Protocol Buffer Basics: C++
This tutorial provides a basic C++ programmer's introduction to working with protocol buffers. By walking through creating a simple example application, it shows you how to
- Define message formats in a
.proto
file. - Use the protocol buffer compiler.
- Use the C++ protocol buffer API to write and read messages.
This isn't a comprehensive guide to using protocol buffers in C++. For more detailed reference information, see the Protocol Buffer Language Guide, the C++ API Reference, the C++ Generated Code Guide, and the Encoding Reference.
Why Use Protocol Buffers?
The example we're going to use is a very simple "address book" application that can read and write people's contact details to and from a file. Each person in the address book has a name, an ID, an email address, and a contact phone number.
How do you serialize and retrieve structured data like this? There are a few ways to solve this problem:
- The raw in-memory data structures can be sent/saved in binary form. Over time, this is a fragile approach, as the receiving/reading code must be compiled with exactly the same memory layout, endianness, etc. Also, as files accumulate data in the raw format and copies of software that are wired for that format are spread around, it's very hard to extend the format.
- You can invent an ad-hoc way to encode the data items into a single string – such as encoding 4 ints as "12:3:-23:67". This is a simple and flexible approach, although it does require writing one-off encoding and parsing code, and the parsing imposes a small run-time cost. This works best for encoding very simple data.

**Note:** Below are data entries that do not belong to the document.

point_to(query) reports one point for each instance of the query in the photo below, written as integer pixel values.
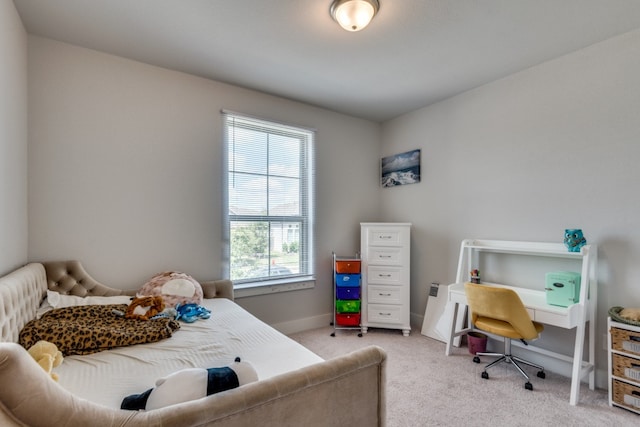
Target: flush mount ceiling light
(354, 15)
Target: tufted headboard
(23, 290)
(70, 278)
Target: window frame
(306, 215)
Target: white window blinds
(269, 197)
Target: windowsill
(273, 286)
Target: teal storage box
(562, 288)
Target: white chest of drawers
(385, 254)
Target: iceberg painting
(400, 169)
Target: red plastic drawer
(348, 267)
(347, 319)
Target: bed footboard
(347, 390)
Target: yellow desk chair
(500, 311)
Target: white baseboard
(304, 324)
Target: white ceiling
(414, 52)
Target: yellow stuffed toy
(47, 355)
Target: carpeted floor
(426, 388)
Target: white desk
(575, 316)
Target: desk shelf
(580, 316)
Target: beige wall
(125, 163)
(13, 139)
(555, 146)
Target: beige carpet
(426, 388)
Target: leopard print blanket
(92, 328)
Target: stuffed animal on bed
(47, 355)
(174, 288)
(631, 314)
(144, 308)
(190, 384)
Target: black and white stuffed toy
(190, 384)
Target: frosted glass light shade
(354, 15)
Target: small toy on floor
(190, 384)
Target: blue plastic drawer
(348, 280)
(348, 292)
(348, 306)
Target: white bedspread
(107, 377)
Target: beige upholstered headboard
(23, 290)
(70, 278)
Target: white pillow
(58, 300)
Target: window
(269, 198)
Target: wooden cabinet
(385, 253)
(624, 365)
(346, 293)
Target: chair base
(507, 357)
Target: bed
(295, 386)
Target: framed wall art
(400, 169)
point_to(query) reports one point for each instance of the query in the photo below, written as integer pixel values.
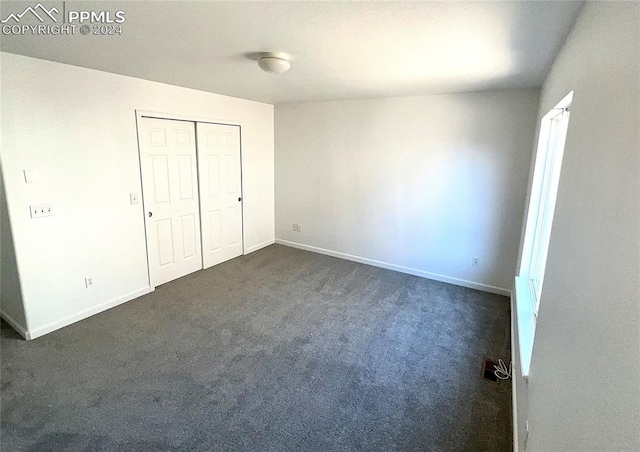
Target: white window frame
(542, 202)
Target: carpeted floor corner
(279, 350)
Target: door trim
(195, 119)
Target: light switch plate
(31, 176)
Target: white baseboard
(259, 246)
(48, 328)
(15, 324)
(399, 268)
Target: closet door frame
(195, 119)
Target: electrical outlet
(41, 210)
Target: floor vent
(488, 370)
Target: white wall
(420, 184)
(10, 294)
(584, 385)
(77, 127)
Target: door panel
(220, 192)
(170, 194)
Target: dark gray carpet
(280, 350)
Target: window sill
(526, 322)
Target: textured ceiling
(340, 50)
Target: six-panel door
(170, 191)
(220, 192)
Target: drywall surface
(584, 384)
(10, 294)
(420, 184)
(77, 127)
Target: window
(542, 202)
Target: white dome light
(274, 64)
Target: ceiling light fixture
(274, 63)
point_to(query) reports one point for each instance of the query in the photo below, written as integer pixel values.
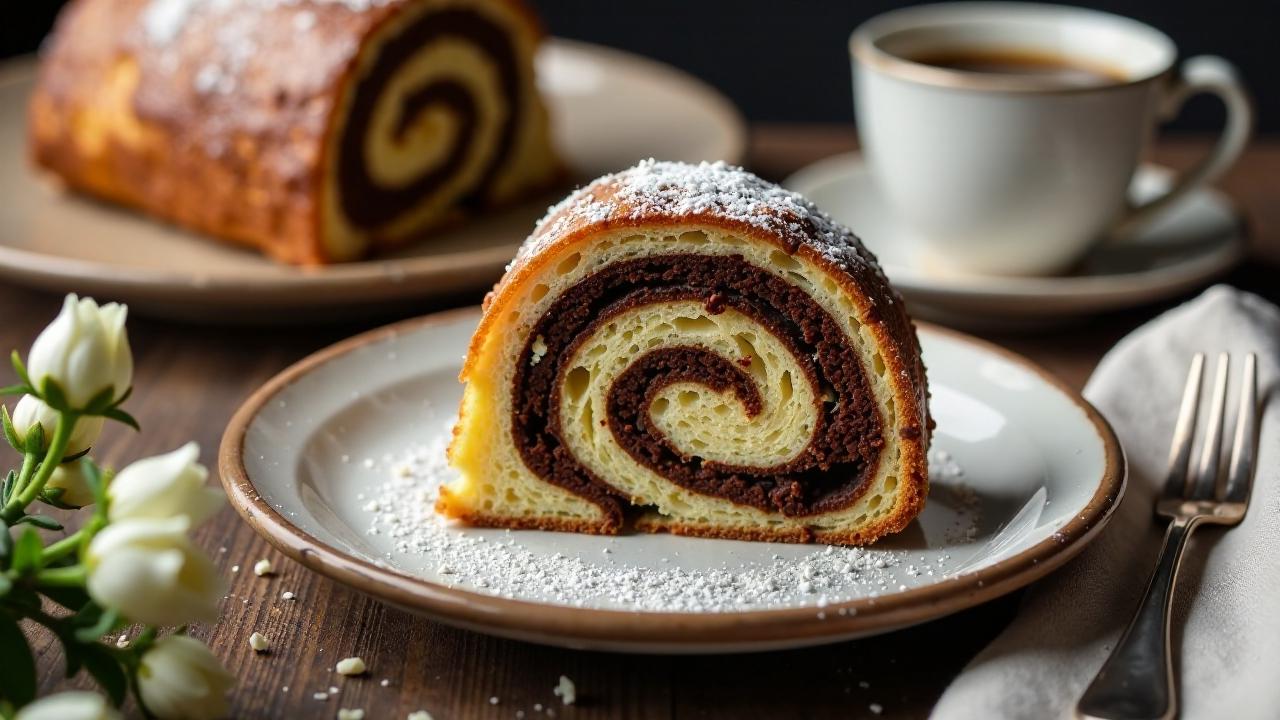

- Serialize the data to XML. This approach can be very attractive since XML is (sort of) human readable and there are binding libraries for lots of languages. This can be a good choice if you want to share data with other applications/projects. However, XML is notoriously space intensive, and encoding/decoding it can impose a huge performance penalty on applications. Also, navigating an XML DOM tree is considerably more complicated than navigating simple fields in a class normally would be.
Protocol buffers are the flexible, efficient, automated solution to solve exactly this problem. With protocol buffers, you write a .proto
description of the data structure you wish to store. From that, the protocol buffer compiler creates a class that implements automatic encoding and parsing of the protocol buffer data with an efficient binary format. The generated class provides getters and setters for the fields that make up a protocol buffer and takes care of the details of reading and writing the protocol buffer as a unit. Importantly, the protocol buffer format supports the idea of extending the format over time in such a way that the code can still read data encoded with the old format.
Where to Find the Example Code
The example code is included in the source code package, under the "examples" directory. Download it here.
Defining Your Protocol Format
To create your address book application, you'll need to start with a .proto
file. The definitions in a .proto
file are simple: you add a message for each data structure you want to serialize, then specify a name and a type for each field in the message. Here is the .proto
file that defines your messages, addressbook.proto
.
package tutorial; message Person { required string name = 1; required int32 id = 2; optional string email = 3; enum PhoneType { MOBILE = 0; HOME = 1; WORK = 2; } message PhoneNumber { required string number = 1; optional PhoneType type = 2 [default = HOME]; } repeated PhoneNumber phone = 4; } message AddressBook { repeated Person person = 1; }
As you can see, the syntax is similar to C++ or Java. Let's go through each part of the file and see what it does.
The .proto
file starts with a package declaration, which helps to prevent naming conflicts between different projects. In C++, your generated classes will be placed in a namespace matching the package name.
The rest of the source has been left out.